Guangzhou Medical University has 20 research institutes:
- Guangzhou Institute of Respiratory Diseases
- The Sino-French Hoffmann Institute
- Guangzhou Institute of Snake Venom
- Institute of Neuroscience
- Institute for Chemical Carcinogenesis
- Cancer Research Institute
- Institute of Humanities and Social Sciences
- Institute of Integrated Chinese and Western Medicine
- Guangzhou Institute of Obstetrics and Gynecology
- Guangzhou Institute of Cardiovascular Disease
- Guangzhou Institute of Orthopedics
- Urology Institute and Institute of Higher Education

=== Academic programs ===
Specialties include clinical medicine, medical examination, medical imaging, nursing, anesthesiology, stomatology, preventive medicine, pharmacy, therapeutic recreation, public service administration (PSA), biomedical engineering, psychotechnics, biotechnology, Chinese and Western integrative medicine, law, statistics, information management and systems, marketing management and food quality inspection.

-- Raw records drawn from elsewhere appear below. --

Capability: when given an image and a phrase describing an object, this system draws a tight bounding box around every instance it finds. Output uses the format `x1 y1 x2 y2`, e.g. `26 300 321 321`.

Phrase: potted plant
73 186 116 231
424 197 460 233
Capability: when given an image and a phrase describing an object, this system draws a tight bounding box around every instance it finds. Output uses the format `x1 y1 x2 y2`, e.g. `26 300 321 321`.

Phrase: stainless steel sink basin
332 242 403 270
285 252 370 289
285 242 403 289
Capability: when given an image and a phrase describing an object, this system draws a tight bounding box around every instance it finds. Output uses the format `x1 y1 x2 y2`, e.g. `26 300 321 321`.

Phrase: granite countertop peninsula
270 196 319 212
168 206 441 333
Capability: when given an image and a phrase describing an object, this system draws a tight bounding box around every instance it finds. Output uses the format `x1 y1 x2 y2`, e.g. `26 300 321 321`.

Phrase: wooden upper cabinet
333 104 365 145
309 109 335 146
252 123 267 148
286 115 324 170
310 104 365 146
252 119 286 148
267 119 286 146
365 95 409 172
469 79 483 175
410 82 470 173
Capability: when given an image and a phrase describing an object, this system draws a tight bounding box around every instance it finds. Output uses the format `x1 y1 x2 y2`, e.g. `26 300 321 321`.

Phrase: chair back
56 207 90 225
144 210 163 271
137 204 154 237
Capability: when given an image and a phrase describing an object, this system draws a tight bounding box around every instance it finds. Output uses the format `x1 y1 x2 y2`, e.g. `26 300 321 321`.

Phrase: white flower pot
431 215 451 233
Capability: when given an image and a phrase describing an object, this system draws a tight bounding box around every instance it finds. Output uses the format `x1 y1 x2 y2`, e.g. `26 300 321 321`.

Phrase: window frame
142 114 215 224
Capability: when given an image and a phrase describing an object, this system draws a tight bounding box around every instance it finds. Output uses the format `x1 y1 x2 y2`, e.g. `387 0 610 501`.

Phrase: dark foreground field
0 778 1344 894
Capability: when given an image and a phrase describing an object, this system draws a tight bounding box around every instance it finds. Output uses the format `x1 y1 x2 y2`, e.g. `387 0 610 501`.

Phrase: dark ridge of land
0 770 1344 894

=== International Student Internship ===
Physician internships run 48 weeks. Students apply for posts in the 8 affiliated hospitals of Guangzhou Medical University. Before the internship, students must pass to HSK 3 (Han Yu Shui Ping Kao Shi).

=== MBBS degree ===
The university offers Bachelor of Medicine and Bachelor of Surgery degrees. Undergraduates who meet degree requirements receive a graduation certificate and a medical degree. Graduates can apply to take the medical licensing examination in order to practice medicine. Some countries may require students to complete academic accreditation first.

=== Rankings and reputation ===

==== Academic Ranking of World Universities (ARWU) ====
Academic Ranking of World Universities (ARWU), also known as the Shanghai Ranking, is one of the annual publications of world university rankings. It's the first global university ranking with multifarious indicators.

| Year | Rank | Valuer |
|---|---|---|
| 2023 | 13 | ARWU Best Chinese Universities Ranking - Ranking of Chinese Medical Universities |

==== Nature Index ====
Nature Index tracks the affiliations of high-quality scientific articles and presents research outputs by institution and country on monthly basis.

| Year | Rank | Valuer |
|---|---|---|
| 2022 | 118 | Nature Index - Academic Institutions - China |
| 2023 | 456 | Nature Index - Academic Institutions - Global |
| 2023 | 119 | Nature Index - Academic Institutions - China |

==== Times Higher Education (THE) ====

| Year | Rank | Valuer |
|---|---|---|
| 2023 | 601-800 | Times Higher Education World University Rankings |
| 2023 | 9 | Times Higher Education Top Universities With Best Student-To-Staff Ratio |

==== U.S. News & World Report Best Global Universities Ranking ====

| Year | Rank | Valuer |
|---|---|---|
| 2022 | 1129 | U.S. News Best Global Universities Ranking |

==== CUAA (Chinese Universities Alumni Association) ====
Universities Ranking of China released by CUAA (Chinese Universities Alumni Association, Chinese: 中国校友会网) is one of the most foremost domestic university rankings in China.